Nine medals at these year’s World Championships, from which two golds in the long distance, a current leader at World Cup and a full hat at World military’s champs last week: Thomas Bührer, men’s national coach of the Swiss team, is on the lead of World’s most successful team ever. His lecture at the International orienteering coaches’ conference in Dornbirn, Austria, thus raised the curiosity and the attention of the other participants.

The Swiss structure in a few words

Switzerland’s orienteering federation counts a total of 5000 runners spread in 75 clubs, which makes from it “a small sport in Switzerland. But thanks to Simone Niggli we have a very good media coverage“, Bührer explains. Ten regional federations imply ten regional junior teams, which main task is “to support and develop these young talents and to lead them to competitive sport. With 14 or 15, they are of course not used to train regularly and need to be guided“. Around 250 youngsters from 14 to 20 years are member of these regional teams, which are in Switzerland also a compulsory step to participate in the several testraces to international competitions.

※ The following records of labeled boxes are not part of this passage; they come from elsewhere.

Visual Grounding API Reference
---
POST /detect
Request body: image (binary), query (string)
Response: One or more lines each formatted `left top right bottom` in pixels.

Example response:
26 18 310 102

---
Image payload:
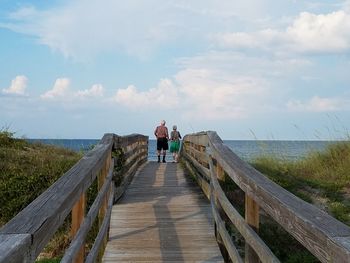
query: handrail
0 134 148 263
181 131 350 262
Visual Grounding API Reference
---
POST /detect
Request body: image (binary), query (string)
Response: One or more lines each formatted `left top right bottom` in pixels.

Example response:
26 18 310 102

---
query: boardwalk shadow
110 162 220 262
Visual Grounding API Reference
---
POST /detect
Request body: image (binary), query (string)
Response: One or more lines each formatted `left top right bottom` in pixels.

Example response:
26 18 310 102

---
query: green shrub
0 131 81 225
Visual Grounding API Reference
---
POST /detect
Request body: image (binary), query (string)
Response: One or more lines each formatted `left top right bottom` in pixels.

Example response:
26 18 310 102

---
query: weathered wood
85 188 114 263
245 197 259 263
114 158 147 203
209 160 280 263
208 132 350 262
71 193 86 263
182 153 210 199
0 234 31 263
0 134 148 262
183 132 208 147
61 161 114 263
103 162 223 262
0 135 112 261
183 152 210 183
210 189 243 263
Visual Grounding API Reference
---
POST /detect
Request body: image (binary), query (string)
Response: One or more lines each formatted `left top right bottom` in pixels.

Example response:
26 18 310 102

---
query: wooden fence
0 134 148 263
181 131 350 262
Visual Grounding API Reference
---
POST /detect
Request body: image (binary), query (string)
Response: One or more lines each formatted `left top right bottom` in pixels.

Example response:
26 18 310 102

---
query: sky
0 0 350 140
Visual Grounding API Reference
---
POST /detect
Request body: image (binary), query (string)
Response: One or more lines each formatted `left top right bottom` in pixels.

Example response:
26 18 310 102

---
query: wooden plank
103 162 223 262
0 134 148 262
0 234 32 263
0 135 113 260
207 132 350 262
209 158 280 263
244 194 259 263
61 161 114 263
71 193 86 263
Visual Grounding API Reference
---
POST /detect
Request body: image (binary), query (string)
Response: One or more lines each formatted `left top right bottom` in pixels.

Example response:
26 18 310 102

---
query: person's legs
157 150 160 163
163 150 166 163
157 139 162 163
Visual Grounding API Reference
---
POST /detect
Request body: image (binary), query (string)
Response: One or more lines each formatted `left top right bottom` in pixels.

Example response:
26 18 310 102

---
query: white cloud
287 96 350 112
175 68 268 120
113 79 179 110
2 75 28 95
40 78 70 100
216 10 350 53
114 68 268 120
0 0 292 60
75 84 104 98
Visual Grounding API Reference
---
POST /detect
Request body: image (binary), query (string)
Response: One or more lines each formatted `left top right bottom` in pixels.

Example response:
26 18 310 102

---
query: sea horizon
26 139 338 161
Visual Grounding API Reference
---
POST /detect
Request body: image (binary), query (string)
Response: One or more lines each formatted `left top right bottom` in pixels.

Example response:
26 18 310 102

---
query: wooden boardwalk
103 162 223 262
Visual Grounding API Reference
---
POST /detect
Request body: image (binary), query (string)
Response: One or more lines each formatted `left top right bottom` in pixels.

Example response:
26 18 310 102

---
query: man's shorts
157 137 168 151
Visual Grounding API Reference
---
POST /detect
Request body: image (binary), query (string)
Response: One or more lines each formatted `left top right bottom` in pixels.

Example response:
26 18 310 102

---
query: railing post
71 193 86 263
245 193 260 263
215 163 230 262
97 152 112 262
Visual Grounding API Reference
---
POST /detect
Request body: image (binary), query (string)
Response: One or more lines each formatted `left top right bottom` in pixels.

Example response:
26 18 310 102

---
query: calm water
28 139 332 161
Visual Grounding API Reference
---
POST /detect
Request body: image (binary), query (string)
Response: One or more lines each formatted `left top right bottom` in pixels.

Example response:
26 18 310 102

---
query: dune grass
0 130 81 226
251 141 350 226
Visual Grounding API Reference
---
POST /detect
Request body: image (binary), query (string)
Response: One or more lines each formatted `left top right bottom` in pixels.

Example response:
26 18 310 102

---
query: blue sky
0 0 350 140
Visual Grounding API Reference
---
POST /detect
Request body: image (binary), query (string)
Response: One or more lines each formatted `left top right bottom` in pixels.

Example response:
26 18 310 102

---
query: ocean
27 139 332 161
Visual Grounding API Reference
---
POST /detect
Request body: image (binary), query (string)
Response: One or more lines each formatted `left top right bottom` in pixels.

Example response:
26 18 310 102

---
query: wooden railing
0 134 148 263
181 131 350 262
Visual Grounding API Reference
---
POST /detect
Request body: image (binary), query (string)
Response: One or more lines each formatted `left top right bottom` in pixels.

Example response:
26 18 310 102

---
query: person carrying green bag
170 125 181 162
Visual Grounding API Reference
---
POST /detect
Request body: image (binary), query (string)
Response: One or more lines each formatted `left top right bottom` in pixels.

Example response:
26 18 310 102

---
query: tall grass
251 140 350 226
0 130 81 226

An average of two men and two women manage the step between the national junior team and the elite team every year. “The military gives some good support for this transition“, Thomas Bührer tells. Some of the best orienteers have the opportunity to accomplish their military duty (compulsory in Switzerland) as sportsmen. “We are trying to have it more flexible, for example with the current best juniors Matthias Kyburz, Martin Hubmann and Philipp Sauter. The idea would be that they will do the military and then stay in the National team for at least 2-3 years granted, without having each year any pressure to be quicked out. That way they have enough time to develop“. Switzerland doesn’t have any orienteering colleges, but some longer lasting high-schools where all afternoons are free from courses, letting more time to the athletes to train individually.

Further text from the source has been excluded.